There were few more prescient topics to round off London Blockchain Conference 2024‘s three days of presentations on its ‘Spotlight stage’ than a talk on the metaverse.
The speaker was Dr. Daniel Diemers, co-founder and board member of the Swiss Metaverse Association, an organization whose goal is to create a broad-based metaverse ecosystem and advocate for favorable framework conditions in Switzerland.
He began by announcing to the enthusiastic delegates that, “I’m from Zug, the famed crypto valley, and I’m talking about regulating the Metaverse.”
After which, he paused, joking that he was expecting to hear boos from the crowd. There were none, but as he swiftly pointed out, perhaps the lack of jeering was no surprise from an audience of blockchain and fintech enthusiasts overwhelmingly pro-regulation and compliance.
Diemers then went on to explain the impetus for the Regulatory Position Paper.
“The metaverse narratives goes, like AI and blockchain, through cycles… but you and I know it’s not going away,” he said. “We are trying to create a dialogue between academics, startups and of course regulators in the space.”
The paper itself, titled ‘Creating certainty for the Metaverse,’ breaks the space down into four “independent ecosystems” that come together to create the metaverse. Namely: NFTs, blockchain, and digital assets; gaming and e-sports; brands, influencers, and creators; and cloud and big tech.
The Swiss Metaverse Association also created working groups to cover various aspects of the space, including arts and culture, insurance and payments, tech and infrastructure, consumer and fashion, and regulation, tax, legal, and policy.
Diemers’s talk focused on the latter of these working groups. He explained how his organization’s approach was, “Let’s build a position paper and send it out to the world… and send it to the politicians, to warm them up slowly to the fact that regulation is coming.”
This, he said, was a copy of the blueprint used by blockchain advocates in Switzerland, including Diemers himself, to get progressive digital asset and blockchain regulation pushed through Swiss parliament.
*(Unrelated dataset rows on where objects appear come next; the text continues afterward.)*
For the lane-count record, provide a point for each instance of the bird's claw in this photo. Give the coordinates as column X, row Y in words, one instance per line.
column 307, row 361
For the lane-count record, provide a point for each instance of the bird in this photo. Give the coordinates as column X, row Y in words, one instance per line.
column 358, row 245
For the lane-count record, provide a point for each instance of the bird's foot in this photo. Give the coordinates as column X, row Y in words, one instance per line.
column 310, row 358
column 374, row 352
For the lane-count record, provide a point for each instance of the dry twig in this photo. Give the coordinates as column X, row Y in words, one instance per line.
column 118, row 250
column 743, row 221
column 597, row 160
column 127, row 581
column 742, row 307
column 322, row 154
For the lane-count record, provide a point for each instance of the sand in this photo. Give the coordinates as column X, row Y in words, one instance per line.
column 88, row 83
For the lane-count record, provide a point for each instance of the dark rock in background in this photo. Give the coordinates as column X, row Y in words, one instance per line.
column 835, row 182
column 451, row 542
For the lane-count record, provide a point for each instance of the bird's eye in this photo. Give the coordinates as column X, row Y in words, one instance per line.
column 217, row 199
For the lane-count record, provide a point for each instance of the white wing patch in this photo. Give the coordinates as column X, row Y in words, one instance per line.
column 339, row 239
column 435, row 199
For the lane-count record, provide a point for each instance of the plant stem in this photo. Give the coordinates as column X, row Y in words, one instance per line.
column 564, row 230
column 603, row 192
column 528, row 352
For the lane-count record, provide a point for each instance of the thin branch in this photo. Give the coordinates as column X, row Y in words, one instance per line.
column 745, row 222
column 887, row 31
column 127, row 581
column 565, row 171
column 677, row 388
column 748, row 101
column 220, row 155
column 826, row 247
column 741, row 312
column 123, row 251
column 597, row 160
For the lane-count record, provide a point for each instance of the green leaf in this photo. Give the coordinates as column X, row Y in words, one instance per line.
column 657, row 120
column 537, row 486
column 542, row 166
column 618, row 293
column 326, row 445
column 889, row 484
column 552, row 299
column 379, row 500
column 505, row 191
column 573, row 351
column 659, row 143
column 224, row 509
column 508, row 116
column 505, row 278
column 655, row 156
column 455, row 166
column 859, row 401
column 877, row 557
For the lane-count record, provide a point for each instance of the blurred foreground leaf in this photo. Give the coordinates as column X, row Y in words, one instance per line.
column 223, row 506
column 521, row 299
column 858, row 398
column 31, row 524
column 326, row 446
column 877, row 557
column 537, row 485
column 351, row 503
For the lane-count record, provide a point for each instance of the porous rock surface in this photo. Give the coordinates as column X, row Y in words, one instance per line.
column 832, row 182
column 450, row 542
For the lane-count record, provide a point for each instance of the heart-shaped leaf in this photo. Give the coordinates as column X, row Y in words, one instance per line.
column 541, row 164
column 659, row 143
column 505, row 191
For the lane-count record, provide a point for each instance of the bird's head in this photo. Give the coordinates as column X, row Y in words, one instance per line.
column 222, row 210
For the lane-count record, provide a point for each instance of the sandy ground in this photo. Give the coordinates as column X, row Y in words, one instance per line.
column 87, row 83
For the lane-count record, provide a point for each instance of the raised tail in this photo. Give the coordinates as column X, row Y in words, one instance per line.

The key areas of focus for the paper, as outlined by Diemers, were digital interaction, education programs, data privacy, IP, taxation, digital identity, legal entity and licensing regime, digital assets, and labor law.
He was also keen to point out that it was essential to the Swiss Metaverse Association that the paper was “lean, understandable, clear language.” A point particularly relevant for blockchain advocates and businesses in the audience, who struggle with getting their messages across to lawmakers and potential investors—something that’s been a theme of many discussions at the London Blockchain Conference 2024 on blockchain-related publicity and communications.
“So now we throw it to the politicians,” said Diemers, rounding off his presentation on the Metaverse Regulatory Position Paper. “I hope that in three or four years, I can stand here and say we solved some of these issues.”
He concluded by assuring the crowd that “digital assets will be an elementary part of the metaverse… we hope to see this development tie many things together, including AI and blockchain. There are so many things that can happen. Let’s let them happen in a positive, regulated way.”